Degraded Performance of all Phrase Strings (EU) Components except OTA between November 12, 2024 9:20 AM CET and November 12, 2024 11:00 AM CET
Incident Report for Phrase
Postmortem

Root Cause Analysis

November 12, 2024

Introduction

We would like to share more details about the events that occurred with Phrase between 9:20 AM CET and 11:00 AM CET on November 12, 2024 which led to a gradual outage of all the Phrase Strings (EU) components excepting OTA and what Phrase engineers are doing to prevent these issues from reoccurring.

Timeline

9:22 AM CET: We received a latency warning from our monitoring tool regarding our background job queues.

9:30 AM CET: We identified that a large number of enqueued webhook delivery jobs were causing high memory usage in our Redis instance which eventually affected the processing of other background jobs due to Redis being unresponsive.

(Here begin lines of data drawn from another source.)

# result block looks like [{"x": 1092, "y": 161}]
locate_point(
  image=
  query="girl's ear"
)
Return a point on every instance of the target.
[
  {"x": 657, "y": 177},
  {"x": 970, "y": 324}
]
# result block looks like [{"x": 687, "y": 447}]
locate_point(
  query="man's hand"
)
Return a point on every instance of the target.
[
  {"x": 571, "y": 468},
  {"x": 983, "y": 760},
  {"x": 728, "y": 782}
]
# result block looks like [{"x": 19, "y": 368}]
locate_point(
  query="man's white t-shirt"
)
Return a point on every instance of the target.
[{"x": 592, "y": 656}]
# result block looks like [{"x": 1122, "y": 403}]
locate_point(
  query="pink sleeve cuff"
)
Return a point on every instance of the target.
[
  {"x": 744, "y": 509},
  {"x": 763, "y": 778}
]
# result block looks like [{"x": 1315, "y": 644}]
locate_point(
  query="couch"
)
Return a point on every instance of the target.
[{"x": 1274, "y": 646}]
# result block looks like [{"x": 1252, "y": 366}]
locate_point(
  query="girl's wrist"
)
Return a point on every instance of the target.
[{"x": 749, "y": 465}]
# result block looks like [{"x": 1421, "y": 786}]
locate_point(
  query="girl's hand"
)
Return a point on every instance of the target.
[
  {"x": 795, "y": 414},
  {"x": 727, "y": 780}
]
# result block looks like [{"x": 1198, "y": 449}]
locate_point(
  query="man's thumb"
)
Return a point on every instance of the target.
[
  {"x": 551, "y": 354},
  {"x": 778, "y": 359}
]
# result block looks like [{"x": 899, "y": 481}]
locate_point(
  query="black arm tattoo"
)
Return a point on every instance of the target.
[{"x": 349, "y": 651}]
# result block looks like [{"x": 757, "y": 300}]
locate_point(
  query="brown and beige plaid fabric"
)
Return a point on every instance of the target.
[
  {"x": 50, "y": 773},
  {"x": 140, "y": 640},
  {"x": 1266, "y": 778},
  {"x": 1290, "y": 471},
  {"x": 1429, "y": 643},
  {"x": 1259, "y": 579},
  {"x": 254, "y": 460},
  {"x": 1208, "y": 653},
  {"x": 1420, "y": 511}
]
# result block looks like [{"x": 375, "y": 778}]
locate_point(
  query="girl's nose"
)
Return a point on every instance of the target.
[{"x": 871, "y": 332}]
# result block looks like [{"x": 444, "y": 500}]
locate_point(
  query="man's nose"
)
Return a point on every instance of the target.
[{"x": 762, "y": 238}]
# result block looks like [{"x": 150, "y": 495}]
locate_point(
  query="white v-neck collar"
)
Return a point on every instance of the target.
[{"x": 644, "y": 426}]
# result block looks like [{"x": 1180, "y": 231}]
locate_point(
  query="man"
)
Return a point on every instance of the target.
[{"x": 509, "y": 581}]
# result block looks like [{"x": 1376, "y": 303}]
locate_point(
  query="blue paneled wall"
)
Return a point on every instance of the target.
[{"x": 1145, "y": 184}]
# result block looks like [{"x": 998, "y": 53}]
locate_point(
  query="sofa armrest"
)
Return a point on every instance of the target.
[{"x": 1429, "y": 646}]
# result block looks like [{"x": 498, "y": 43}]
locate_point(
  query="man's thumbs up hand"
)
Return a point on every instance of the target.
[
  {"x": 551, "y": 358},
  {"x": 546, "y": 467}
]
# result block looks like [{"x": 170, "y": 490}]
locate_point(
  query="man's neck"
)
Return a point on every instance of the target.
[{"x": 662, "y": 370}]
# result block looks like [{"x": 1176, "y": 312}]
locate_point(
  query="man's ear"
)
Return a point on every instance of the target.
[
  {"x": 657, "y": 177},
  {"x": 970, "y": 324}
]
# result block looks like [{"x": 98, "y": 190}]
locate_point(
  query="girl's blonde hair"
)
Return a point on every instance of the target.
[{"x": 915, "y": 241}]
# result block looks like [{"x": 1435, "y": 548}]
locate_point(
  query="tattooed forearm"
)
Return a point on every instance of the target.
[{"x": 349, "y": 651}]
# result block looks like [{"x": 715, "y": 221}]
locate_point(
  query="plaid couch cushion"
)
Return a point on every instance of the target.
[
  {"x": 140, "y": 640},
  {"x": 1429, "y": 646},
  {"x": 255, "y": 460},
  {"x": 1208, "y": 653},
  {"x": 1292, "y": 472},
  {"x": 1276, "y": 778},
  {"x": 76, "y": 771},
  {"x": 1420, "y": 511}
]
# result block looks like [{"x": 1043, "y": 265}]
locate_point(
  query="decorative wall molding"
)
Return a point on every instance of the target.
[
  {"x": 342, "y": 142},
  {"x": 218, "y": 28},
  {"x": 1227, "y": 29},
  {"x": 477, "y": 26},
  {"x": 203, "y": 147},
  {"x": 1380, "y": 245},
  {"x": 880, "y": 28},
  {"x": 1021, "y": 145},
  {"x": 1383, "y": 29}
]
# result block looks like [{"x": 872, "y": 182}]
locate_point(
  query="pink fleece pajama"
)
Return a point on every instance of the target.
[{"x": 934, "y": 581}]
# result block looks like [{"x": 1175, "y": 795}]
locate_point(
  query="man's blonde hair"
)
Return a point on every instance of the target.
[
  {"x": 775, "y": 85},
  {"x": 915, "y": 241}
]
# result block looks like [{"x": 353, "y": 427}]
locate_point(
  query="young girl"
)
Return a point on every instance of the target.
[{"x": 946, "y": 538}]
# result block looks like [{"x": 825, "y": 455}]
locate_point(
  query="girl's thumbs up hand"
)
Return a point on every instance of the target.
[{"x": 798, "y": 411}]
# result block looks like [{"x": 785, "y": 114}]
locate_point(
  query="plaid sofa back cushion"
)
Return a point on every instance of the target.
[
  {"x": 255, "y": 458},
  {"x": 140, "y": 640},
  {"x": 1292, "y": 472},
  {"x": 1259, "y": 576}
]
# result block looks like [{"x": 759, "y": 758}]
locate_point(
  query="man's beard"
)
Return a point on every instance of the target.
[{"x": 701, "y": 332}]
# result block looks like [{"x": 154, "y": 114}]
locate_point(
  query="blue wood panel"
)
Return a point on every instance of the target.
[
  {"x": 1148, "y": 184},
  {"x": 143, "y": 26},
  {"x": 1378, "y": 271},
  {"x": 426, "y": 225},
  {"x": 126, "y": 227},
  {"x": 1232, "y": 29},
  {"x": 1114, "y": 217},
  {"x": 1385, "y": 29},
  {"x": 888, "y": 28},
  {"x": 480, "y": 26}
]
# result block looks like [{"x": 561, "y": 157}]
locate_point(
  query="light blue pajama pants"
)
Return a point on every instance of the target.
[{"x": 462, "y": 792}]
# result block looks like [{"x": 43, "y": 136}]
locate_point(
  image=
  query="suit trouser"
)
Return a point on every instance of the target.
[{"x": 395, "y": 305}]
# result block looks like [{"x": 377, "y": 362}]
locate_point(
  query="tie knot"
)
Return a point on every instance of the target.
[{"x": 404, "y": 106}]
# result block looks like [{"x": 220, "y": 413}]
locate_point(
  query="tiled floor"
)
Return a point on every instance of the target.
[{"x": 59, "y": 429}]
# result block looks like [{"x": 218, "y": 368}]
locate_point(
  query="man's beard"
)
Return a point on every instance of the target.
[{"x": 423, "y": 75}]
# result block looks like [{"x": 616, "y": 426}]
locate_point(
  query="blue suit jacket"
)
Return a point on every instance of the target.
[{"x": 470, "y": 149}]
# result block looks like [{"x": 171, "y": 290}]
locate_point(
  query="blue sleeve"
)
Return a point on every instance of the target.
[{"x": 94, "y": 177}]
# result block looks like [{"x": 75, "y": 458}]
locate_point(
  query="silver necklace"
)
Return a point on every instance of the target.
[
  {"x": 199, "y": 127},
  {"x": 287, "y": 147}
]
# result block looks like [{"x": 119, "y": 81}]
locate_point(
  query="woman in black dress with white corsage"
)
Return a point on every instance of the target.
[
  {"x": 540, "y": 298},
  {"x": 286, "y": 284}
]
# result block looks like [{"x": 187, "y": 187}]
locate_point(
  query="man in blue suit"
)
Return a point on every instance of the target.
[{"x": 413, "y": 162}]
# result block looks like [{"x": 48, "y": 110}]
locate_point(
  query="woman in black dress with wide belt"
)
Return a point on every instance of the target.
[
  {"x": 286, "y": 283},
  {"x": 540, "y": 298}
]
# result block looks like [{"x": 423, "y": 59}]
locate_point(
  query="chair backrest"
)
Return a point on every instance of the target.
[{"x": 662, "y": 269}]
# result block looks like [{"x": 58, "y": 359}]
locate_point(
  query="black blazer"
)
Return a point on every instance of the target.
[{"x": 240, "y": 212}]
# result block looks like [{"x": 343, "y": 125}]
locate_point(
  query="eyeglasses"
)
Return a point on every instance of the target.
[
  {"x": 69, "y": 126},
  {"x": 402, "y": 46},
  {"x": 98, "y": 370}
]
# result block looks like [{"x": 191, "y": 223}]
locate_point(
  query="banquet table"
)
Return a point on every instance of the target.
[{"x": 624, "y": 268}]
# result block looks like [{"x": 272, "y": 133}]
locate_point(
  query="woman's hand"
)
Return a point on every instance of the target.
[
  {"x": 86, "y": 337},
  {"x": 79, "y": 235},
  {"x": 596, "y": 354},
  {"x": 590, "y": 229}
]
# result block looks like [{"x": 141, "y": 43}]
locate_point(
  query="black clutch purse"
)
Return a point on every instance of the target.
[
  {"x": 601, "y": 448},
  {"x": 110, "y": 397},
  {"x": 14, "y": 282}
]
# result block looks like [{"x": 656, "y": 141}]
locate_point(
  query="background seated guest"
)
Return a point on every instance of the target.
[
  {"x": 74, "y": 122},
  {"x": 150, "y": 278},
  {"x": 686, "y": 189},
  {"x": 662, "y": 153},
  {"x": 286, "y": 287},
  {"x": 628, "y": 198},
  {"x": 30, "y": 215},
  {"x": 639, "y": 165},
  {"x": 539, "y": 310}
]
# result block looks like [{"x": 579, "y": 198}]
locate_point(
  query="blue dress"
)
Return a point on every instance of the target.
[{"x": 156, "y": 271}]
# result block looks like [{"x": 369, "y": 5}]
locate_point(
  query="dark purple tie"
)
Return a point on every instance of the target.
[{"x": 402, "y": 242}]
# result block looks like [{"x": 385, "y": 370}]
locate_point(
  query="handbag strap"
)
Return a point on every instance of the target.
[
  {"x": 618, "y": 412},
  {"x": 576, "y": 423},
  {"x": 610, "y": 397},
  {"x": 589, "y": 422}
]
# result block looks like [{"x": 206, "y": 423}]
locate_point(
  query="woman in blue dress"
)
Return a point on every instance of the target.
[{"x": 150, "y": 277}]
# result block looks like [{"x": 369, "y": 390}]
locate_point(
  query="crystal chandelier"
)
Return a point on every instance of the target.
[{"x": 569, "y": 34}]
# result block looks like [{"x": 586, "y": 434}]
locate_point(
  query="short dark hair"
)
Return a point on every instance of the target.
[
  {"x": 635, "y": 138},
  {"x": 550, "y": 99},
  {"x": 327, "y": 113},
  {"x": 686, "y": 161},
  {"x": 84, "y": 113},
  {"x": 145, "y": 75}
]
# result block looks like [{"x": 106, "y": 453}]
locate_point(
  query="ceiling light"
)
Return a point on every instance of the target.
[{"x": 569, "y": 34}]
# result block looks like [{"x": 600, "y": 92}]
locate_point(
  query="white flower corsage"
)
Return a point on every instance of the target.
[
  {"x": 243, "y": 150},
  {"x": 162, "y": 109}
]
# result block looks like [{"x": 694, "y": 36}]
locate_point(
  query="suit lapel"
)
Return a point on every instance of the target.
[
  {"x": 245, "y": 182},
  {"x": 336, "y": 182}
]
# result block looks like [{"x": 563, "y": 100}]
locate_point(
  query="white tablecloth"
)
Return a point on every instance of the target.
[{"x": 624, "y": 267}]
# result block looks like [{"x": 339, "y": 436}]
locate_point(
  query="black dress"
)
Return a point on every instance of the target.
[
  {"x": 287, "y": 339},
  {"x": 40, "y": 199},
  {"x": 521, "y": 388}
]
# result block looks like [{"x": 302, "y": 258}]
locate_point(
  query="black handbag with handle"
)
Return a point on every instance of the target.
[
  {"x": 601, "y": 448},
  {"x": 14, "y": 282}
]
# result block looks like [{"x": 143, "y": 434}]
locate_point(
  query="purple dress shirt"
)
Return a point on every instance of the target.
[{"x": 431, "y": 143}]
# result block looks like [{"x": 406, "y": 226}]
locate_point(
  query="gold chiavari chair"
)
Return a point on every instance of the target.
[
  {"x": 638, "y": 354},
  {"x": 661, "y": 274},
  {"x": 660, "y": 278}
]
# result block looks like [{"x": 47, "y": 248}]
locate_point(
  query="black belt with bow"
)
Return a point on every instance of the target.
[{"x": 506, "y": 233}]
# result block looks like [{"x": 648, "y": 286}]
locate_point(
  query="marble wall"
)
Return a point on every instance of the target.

9:40 AM CET: The root cause was identified as a large amount of misconfigured and duplicated webhooks that were triggered due to high activity.

9:55 AM CET: We began cleaning up the queue by identifying the duplicated webhook delivery jobs.

10:10 AM CET: The clean up was completed and webhook delivery returned to normal.

10:15 AM CET: We re-triggered the background jobs for translation statistics and search indexing which were affected by the outage.

11:00 AM CET: Systems stabilized.

13:20 AM CET: Processing of the re-triggered background jobs completed and the incident was declared as resolved.

Root Cause

The root cause of this incident was identified as a large number of misconfigured and duplicated webhooks triggered by high user activity. This resulted in a high load on backend services which affected the processing of several background jobs.

Actions to Prevent Recurrence

  • Introduce hard limits and uniqueness checks at the project level to prevent duplicate webhook configurations.
  • Increase resource allocation for Redis to ensure stability in background job processing.
Posted Nov 14, 2024 - 10:43 CET

Resolved
The incident has been resolved.
Posted Nov 12, 2024 - 13:23 CET
Update
Our engineers are continuing to monitor the performance, all components except the Translation center are now operational.
Posted Nov 12, 2024 - 11:44 CET
Monitoring
Our engineers implemented a fix and are monitoring the results.
Posted Nov 12, 2024 - 10:14 CET
Identified
Our engineers have identified the root cause of a degraded performance of all Phrase Strings (EU) components except OTA and are working on a fix.
Posted Nov 12, 2024 - 09:57 CET
This incident affected: Phrase Strings (EU) (Translation center, Repo sync, Email delivery, Ordering, In-context editor, API).